Shape into a ball, cover with cling film, stick it in the fridge overnight. Minimum eight hours, twelve is better, sixteen is still fine.

The next day, take the dough out. It should be cold and stiff. Divide into eight pieces of about 110g each (I weigh, because that’s how I am). Shape each into a tight ball — pull the edges underneath, rotate, pull again, until the top is smooth and taut. This is the part that takes practice. Your first batch will look slightly sad. Your fifth batch will look great.

Line two baking trays with parchment. Put four buns on each, well spaced. Cover loosely with a cloth and let them proof at room temperature for two to three hours, until they’ve roughly doubled and feel pillowy when you poke them lightly.
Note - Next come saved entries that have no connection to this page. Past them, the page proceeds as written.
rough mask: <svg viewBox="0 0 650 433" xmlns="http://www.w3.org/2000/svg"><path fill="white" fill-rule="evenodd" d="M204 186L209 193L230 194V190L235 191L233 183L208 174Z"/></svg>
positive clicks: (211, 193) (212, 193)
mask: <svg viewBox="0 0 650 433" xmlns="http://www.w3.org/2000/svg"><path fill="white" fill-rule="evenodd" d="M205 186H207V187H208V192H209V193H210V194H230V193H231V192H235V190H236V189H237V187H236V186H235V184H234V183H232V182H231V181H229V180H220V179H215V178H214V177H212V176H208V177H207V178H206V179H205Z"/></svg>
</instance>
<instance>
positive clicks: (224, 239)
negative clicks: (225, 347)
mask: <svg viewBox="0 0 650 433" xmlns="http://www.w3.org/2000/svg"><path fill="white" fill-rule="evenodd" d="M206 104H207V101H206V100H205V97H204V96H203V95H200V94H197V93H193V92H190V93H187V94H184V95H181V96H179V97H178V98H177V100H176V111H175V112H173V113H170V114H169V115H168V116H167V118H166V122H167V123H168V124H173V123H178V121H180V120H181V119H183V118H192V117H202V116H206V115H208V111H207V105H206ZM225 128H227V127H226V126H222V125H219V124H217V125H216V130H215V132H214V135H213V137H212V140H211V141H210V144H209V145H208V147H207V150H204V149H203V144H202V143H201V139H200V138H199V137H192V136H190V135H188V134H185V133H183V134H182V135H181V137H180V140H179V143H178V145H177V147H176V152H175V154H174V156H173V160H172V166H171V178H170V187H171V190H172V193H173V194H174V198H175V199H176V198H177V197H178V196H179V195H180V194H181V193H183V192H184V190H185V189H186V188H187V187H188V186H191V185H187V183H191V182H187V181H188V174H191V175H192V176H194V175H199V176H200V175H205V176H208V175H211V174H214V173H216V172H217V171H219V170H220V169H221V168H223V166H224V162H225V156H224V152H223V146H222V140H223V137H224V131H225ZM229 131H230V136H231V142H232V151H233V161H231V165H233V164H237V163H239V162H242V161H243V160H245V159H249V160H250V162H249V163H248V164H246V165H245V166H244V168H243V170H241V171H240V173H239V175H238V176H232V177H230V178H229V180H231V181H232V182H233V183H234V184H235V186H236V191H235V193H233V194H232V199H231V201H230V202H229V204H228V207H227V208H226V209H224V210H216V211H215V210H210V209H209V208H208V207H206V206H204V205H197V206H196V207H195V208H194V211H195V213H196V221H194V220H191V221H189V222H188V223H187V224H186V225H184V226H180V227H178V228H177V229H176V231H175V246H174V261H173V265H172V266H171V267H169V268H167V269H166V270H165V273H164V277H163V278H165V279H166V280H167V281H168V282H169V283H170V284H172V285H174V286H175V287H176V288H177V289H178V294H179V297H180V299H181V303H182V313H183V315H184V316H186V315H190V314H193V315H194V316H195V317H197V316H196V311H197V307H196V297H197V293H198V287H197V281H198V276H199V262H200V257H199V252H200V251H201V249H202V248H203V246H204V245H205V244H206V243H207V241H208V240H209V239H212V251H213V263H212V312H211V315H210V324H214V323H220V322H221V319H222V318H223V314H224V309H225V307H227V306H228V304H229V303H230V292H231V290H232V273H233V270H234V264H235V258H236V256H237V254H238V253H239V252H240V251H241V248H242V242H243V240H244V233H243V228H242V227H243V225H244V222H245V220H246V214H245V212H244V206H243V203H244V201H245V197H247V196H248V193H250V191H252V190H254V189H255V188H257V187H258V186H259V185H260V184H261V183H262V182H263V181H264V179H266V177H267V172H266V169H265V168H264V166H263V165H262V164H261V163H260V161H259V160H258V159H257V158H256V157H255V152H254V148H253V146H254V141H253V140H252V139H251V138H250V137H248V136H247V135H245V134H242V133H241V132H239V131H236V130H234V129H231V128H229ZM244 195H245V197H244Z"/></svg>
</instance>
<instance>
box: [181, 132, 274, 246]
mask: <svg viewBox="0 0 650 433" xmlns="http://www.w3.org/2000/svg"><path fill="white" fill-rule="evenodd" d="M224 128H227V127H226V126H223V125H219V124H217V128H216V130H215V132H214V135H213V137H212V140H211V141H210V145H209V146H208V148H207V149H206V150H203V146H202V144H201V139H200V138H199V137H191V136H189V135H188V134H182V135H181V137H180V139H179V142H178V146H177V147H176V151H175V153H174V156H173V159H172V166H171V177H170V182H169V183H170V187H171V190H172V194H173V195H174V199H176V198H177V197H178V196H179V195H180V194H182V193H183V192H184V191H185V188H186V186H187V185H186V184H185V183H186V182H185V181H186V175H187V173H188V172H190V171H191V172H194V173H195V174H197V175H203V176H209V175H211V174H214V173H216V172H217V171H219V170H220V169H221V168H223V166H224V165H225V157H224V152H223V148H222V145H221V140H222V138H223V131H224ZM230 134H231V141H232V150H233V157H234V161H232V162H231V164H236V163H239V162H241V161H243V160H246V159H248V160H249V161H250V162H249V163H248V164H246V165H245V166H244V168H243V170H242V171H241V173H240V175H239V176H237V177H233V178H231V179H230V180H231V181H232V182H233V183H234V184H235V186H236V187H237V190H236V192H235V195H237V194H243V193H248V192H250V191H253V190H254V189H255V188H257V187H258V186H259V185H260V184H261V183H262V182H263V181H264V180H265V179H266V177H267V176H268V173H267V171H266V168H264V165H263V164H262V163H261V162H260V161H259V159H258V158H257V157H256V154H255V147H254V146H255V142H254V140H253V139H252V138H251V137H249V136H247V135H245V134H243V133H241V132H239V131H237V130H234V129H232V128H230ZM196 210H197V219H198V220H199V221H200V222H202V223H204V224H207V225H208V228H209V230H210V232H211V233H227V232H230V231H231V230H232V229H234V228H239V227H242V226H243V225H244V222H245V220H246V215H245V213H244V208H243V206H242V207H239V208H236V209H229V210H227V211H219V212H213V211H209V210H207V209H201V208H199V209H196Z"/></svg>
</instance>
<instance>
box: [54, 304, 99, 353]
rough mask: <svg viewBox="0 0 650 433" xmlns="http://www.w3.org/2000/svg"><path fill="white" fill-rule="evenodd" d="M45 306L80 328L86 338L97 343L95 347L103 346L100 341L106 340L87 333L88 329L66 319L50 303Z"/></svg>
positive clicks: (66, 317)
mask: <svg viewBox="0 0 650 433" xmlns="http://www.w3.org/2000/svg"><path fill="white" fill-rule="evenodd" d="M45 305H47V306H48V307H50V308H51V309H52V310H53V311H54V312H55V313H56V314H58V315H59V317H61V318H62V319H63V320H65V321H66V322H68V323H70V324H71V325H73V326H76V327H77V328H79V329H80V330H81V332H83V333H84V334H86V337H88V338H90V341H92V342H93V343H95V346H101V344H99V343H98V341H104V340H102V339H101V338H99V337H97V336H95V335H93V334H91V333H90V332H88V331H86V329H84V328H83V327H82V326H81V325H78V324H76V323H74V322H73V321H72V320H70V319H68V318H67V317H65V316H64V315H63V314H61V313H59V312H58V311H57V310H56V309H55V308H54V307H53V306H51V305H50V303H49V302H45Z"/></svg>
Preheat the oven to 190 Celsius, fan. Beat one egg with a splash of milk and a pinch of salt. Brush each bun with the egg wash — twice, ten minutes apart during the proof, to build up a proper glaze. Optionally top with sesame seeds.

Bake 16 to 18 minutes, rotating the trays halfway. The tops should be a deep mahogany, not pale. If they’re pale, give them another two minutes. Pale brioche is sad brioche.

Let them cool on a rack for at least 30 minutes before you cut one open, otherwise the crumb will be gummy. I know, I know, they smell incredible. Wait anyway.

Freeze what you don’t eat in the first two days. They come back to life under a hot griddle, buttered side down, in about a minute.

I make these on a Saturday and eat burgers on Sunday. There are worse ways to spend a weekend.